Nel 1947 lo scrittore Corrado Tumiati pubblicò, per i tipi dell’editore Sansoni, "Zaino di sanità". Una raccolta di racconti tratti della sua esperienza di ufficiale medico nel 142° reggimento fanteria della Brigata Catanzaro durante la Grande Guerra. Fra le memorie che ancora conservava in quegli anni vi erano i versi del muratore calabrese, caporale mitragliere da militare, Esco Silvestri. Di lui non sapeva più niente ma nel libro riprodusse brani delle "poesie" improvvisate dall’eclettico soldato. Un’operazione di attualizzazione dei ricordi che esprime il desiderio di conoscere la sorte della gente che assieme a Tumiati aveva vissuto quegli anni che, pur nella loro tragicità, avevano costruito rapporti umani indelebili.

Un italiano, nato in Calabria, alla Grande Guerra - Il caporale Esco Silvestri, muratore, cantastorie-soldato
di Mario Saccà
Il caporale Esco Silvestri, muratore in tempo di pace e mitragliere nella Grande Guerra, era dotato di “spirito poetico”.
Scriveva in una forma mista italo-calabrese e buona parte delle parole finivano in “e”, come annota lo scrittore Corrado Tumiati nel racconto “Il caporale poeta”.

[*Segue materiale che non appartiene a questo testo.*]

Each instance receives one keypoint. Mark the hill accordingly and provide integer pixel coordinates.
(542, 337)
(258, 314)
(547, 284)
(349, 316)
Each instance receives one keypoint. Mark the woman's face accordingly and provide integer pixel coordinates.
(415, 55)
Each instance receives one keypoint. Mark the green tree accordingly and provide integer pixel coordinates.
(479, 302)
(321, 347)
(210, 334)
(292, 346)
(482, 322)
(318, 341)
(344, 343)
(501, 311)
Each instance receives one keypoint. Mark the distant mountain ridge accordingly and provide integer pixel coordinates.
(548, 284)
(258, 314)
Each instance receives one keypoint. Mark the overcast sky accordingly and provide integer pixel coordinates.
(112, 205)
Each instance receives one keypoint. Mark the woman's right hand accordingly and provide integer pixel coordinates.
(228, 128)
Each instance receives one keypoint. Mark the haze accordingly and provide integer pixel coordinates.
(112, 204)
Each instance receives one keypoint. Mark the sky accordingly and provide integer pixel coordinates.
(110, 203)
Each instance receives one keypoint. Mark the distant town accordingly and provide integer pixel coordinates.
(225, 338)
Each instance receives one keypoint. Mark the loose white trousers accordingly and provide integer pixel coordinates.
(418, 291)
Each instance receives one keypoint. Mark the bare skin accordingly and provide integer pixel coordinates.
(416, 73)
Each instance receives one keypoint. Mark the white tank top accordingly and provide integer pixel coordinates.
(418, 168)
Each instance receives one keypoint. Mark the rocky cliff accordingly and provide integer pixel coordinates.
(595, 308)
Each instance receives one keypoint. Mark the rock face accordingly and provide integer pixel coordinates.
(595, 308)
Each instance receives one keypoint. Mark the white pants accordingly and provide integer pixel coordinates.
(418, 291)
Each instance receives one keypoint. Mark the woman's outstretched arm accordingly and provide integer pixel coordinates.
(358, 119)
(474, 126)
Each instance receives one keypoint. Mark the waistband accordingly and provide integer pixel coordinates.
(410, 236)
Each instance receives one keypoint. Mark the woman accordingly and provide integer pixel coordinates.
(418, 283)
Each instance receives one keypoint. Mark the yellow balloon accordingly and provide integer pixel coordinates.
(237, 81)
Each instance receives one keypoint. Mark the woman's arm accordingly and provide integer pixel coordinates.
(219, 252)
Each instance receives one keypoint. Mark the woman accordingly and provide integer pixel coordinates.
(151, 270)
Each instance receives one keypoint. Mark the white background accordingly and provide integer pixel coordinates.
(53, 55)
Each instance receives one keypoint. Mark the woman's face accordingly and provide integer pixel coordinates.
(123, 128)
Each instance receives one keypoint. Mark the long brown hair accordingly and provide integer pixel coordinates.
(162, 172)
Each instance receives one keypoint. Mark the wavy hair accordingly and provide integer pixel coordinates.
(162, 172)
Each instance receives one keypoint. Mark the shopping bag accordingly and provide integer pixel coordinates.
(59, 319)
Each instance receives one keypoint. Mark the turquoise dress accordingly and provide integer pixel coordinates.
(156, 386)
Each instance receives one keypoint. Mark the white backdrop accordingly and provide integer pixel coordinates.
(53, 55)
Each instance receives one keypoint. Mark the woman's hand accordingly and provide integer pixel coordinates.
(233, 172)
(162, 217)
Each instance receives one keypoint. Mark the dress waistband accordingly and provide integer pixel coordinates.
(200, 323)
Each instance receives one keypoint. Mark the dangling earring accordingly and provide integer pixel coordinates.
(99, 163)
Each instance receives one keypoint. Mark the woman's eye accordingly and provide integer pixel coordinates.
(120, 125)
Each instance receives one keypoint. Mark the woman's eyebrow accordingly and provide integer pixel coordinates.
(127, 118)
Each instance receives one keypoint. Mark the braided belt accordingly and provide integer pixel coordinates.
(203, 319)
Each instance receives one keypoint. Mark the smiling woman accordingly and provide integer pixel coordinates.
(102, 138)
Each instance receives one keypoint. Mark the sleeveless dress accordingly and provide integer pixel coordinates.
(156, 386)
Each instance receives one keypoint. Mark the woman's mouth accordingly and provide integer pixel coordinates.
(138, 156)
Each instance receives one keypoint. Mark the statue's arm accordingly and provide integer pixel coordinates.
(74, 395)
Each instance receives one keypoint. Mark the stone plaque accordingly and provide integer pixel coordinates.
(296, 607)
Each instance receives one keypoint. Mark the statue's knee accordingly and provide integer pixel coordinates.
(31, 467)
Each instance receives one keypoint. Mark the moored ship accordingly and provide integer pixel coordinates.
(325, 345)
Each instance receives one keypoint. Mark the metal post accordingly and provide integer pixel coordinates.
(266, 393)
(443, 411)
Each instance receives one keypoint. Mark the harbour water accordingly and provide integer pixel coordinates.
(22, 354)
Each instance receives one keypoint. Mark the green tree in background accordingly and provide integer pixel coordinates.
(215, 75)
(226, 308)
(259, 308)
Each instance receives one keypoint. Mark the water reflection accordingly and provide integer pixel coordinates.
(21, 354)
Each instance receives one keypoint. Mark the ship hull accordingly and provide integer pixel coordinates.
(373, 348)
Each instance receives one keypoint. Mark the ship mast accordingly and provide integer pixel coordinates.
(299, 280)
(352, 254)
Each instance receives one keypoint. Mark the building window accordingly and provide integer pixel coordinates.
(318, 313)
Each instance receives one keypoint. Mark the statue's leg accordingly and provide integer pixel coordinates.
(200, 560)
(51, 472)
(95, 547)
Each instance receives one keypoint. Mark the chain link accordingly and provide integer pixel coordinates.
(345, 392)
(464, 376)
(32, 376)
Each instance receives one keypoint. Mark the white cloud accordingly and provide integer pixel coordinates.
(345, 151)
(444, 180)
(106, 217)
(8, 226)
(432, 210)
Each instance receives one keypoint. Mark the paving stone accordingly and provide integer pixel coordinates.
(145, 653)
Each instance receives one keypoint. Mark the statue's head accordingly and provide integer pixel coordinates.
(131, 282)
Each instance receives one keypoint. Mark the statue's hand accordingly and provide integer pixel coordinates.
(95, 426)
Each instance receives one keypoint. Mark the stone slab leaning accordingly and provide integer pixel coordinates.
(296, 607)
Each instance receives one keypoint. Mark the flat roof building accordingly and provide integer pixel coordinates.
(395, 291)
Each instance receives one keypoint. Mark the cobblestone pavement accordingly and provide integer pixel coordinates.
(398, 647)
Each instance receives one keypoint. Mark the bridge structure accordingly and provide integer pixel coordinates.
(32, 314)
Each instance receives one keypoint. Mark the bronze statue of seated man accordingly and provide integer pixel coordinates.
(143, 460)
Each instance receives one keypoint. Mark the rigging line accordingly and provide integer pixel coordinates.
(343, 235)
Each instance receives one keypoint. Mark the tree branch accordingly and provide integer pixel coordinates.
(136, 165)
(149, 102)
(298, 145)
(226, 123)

“Biondo, silenzioso, con lo sguardo che pare tonto e assonnato, "marca visita" in linea e a riposo, per portarmi i suoi versi, e in compenso io debbo dargli l’olio di ricino per non farlo punire.”

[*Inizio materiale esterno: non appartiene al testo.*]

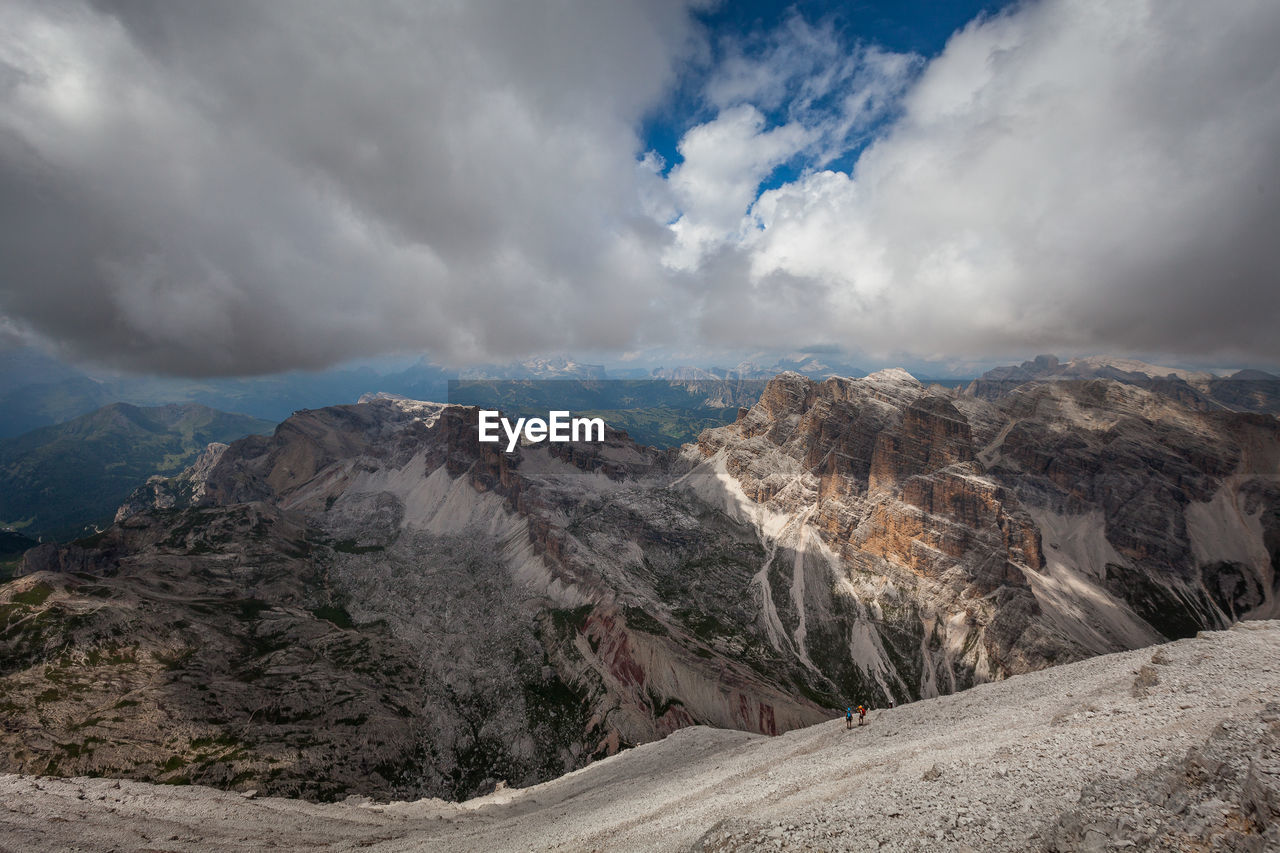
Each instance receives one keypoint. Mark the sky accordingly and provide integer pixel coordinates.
(237, 188)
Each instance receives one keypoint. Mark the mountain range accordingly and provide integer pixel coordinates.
(370, 601)
(65, 479)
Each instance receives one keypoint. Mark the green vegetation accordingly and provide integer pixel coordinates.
(64, 479)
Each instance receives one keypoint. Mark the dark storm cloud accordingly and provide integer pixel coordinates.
(225, 187)
(237, 187)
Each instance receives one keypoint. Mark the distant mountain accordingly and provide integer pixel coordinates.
(374, 602)
(37, 391)
(12, 547)
(60, 480)
(816, 365)
(553, 368)
(1242, 391)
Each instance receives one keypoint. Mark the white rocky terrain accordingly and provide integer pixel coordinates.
(373, 602)
(1171, 748)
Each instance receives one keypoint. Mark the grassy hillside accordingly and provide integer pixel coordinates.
(62, 480)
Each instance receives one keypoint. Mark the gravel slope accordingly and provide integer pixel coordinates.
(1086, 756)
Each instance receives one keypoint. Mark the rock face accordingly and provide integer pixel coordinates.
(373, 574)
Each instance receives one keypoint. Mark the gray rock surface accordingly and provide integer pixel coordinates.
(1061, 760)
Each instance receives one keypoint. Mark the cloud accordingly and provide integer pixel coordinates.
(1065, 176)
(210, 188)
(236, 188)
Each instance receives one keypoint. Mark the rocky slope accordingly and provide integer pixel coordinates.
(65, 479)
(373, 574)
(1174, 749)
(1240, 391)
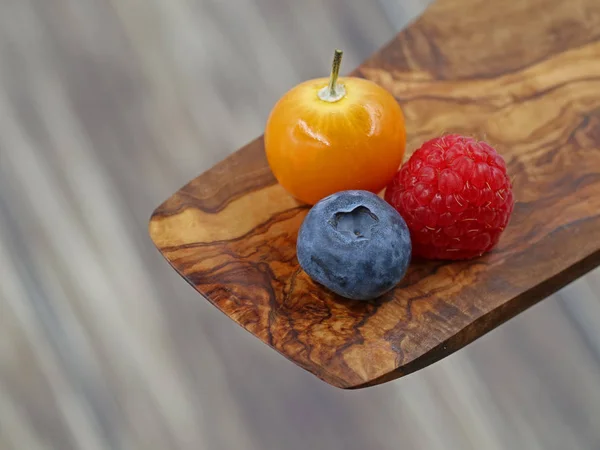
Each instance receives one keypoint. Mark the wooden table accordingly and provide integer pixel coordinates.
(106, 108)
(525, 78)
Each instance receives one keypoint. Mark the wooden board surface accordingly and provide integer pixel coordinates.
(231, 232)
(106, 108)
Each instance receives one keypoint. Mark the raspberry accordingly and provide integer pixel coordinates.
(455, 196)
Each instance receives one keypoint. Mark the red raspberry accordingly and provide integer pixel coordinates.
(455, 197)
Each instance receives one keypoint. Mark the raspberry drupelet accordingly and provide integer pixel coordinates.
(455, 196)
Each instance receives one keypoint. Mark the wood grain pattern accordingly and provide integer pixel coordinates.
(231, 232)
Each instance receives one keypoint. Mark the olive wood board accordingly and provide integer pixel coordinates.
(524, 76)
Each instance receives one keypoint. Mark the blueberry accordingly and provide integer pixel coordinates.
(355, 244)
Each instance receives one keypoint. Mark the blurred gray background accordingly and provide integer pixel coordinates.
(106, 108)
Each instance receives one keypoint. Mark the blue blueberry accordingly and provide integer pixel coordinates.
(355, 244)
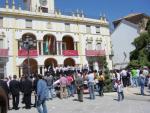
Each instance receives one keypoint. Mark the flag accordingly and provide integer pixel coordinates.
(27, 4)
(125, 55)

Il suo estro era simile a quello dei cantastorie, inventore di parole bislacche e poco osservante delle regole della punteggiatura; scriveva dove e come poteva: sotto la tenda o in trincea per raccontare la guerra vissuta, fonte privilegiata dei suoi versi.
“Zaino di sanità” fu pubblicato nel 1947 dall’editore Sansoni ed inserito, in seconda edizione, nel libro dal titolo “I tetti rossi”: la prima, curata da Treves, era valsa a Tumiati il Premio Viareggio del 1931.
Tre dei racconti brevi che contiene riguardano eventi nei quali furono protagonisti soldati provenienti dalla Calabria.
Uno, “Errori”, raccontò, dopo 31 anni dal suo svolgimento, echi della rivolta della Brigata Catanzaro nella notte fra il 15 e il 16 Luglio 1917 avvenuta a Santa Maria La Longa. Fino ad oggi, assieme a quella di Gabriele D’Annunzio, è l’unica testimonianza sul dramma dei caduti e dei fucilati in quelle ore.
Il nostro caporale, inquadrato nel 142° RF, dedicò alcuni versi alla tragedia ripresi parzialmente dallo scrittore ferrarese nel racconto, che ricordò come “La Brigata Catanzaro fu certamente una delle più gloriose e delle più provate nella grande guerra. Il suo proverbiale eroismo la condannò a due anni ininterrotti di guerra carsica. Stremata, mutilata, consunta risorgeva dal sangue e dalla morte con energie nuove, sempre imbattibile”:
Sanguinis mortisque colores
Gestamus ubique victores”
era il motto che significava il colore rosso e nero delle sue mostrine.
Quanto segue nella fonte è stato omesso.